Nuestro país resulta un caso muy atractivo para los politólogos interesados en el estudio de los riesgos que afrontan las democracias, lamentablemente para quienes los sufrimos. En la década de los años 60, fuimos ejemplo de los problemas de regímenes presidencialistas sin mayoría parlamentaria. En los 80, de los problemas de legitimidad por mal desempeño (crisis económica, lucha contra el terrorismo) y creciente polarización, que terminaron en una crisis que llevó al poder a un ‘outsider’ antipolítico. Inmediatamente, el problema de un presidente sin mayoría parlamentaria y con vocación autoritaria que, además, implementó un “autogolpe” de Estado. Luego, tuvimos un presidente legitimado electoralmente, que cumplía aparentemente con las formalidades democráticas, pero que acabó con el equilibrio de poderes y estableció un régimen autoritario.
En el nuevo siglo, fuimos ejemplo de la paradójica coexistencia entre un relativamente buen desempeño económico y un gran malestar ciudadano. Asimismo, hemos tenido una gran debilidad institucional, pero con la inesperada continuidad de las políticas neoliberales en medio de una región que tendió a girar hacia la izquierda. Posteriormente, fuimos víctimas de una dinámica de enfrentamiento entre las élites políticas expresado en pugnas entre Ejecutivo y Parlamento por el que terminamos con seis presidentes en cinco años. A diferencia de las pugnas de la década de los años 60, acá no estuvieron en juego diferentes proyectos políticos, sino ánimos revanchistas y cálculos cortoplacistas. Y recientemente llegamos a la ola de izquierda tardíamente, con un líder extremadamente débil que intentó una torpe salida autoritaria a sus múltiples problemas de gestión y escándalos de corrupción, por lo que terminó en prisión. Ahora, estrenamos un nuevo desafío: el de un Congreso autoritario.
¿Congreso autoritario? Parece un sinsentido. El Congreso es, o aspira a ser, la representación de la pluralidad del país. Y no podría afirmarse que el Congreso del 2021 haya sido fruto de la imposición de una fuerza hegemónica predominante, como en 1995. Más bien estuvimos ante lo contrario, ante la elección con el mayor nivel de fragmentación de nuestra historia reciente.
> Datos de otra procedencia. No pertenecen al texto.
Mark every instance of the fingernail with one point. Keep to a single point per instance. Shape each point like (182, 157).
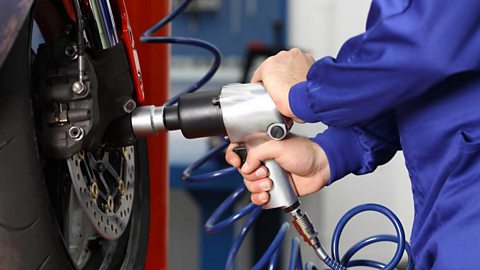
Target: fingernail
(261, 173)
(265, 185)
(245, 167)
(262, 197)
Además, mientras Pedro Castillo estuvo en la presidencia, existió una confrontación aguda entre sectores radicales de derecha y de izquierda, que más bien parecía anunciar un problema serio de gobernabilidad, la imposibilidad de llegar a acuerdos, la parálisis de las decisiones.
Sin embargo, desde que asumió la presidencia Dina Boluarte ha empezado a hacerse más evidente algo que empezó a verse desde el Congreso elegido en el 2020: los partidos han perdido cada vez más su norte programático o ideológico, sus dirigencias han perdido casi el control de disciplinar a sus bancadas y, por ello, la representación se ha poblado de intereses individualistas y particularistas que además actúan de manera reactiva y revanchista. Partidos antiguos como Acción Popular están profundamente divididos y la conducta de sus integrantes es imprevisible. Algunos, como Fuerza Popular, se mantienen unidos, pero el sentido de sus votaciones es igualmente volátil. Otros se perciben como abiertos vehículos de intereses particulares. Así, se ha formado una inesperada y amplia mayoría, que une a izquierdas y derechas, en torno a valores conservadores y lógicas populistas, y también en torno a la defensa y ampliación de las prerrogativas parlamentarias. El problema es que esa mayoría no tiene empacho en romper el equilibrio de poderes, la autonomía de las instituciones, procesos de reforma institucional, avances como los registrados en la reforma de la educación o la lucha contra la corrupción.
El final de la legislatura 2022-2023 ha sido bastante elocuente: la inhabilitación de la fiscal Zoraida Ávalos y la modificación del Código Procesal Penal para afectar los procesos de colaboración eficaz, envían un claro mensaje de los congresistas (muchos de ellos investigados) a las autoridades judiciales: están dispuestos a sancionar políticamente a autoridades incómodas y a torpedear procesos anticorrupción. Está también la lógica populista expresada en iniciativas como el nombramiento automático de docentes contratados en la educación básica regular, tema de agenda del expresidente Castillo que este Congreso termina haciendo suyo. Seguiremos con el tema.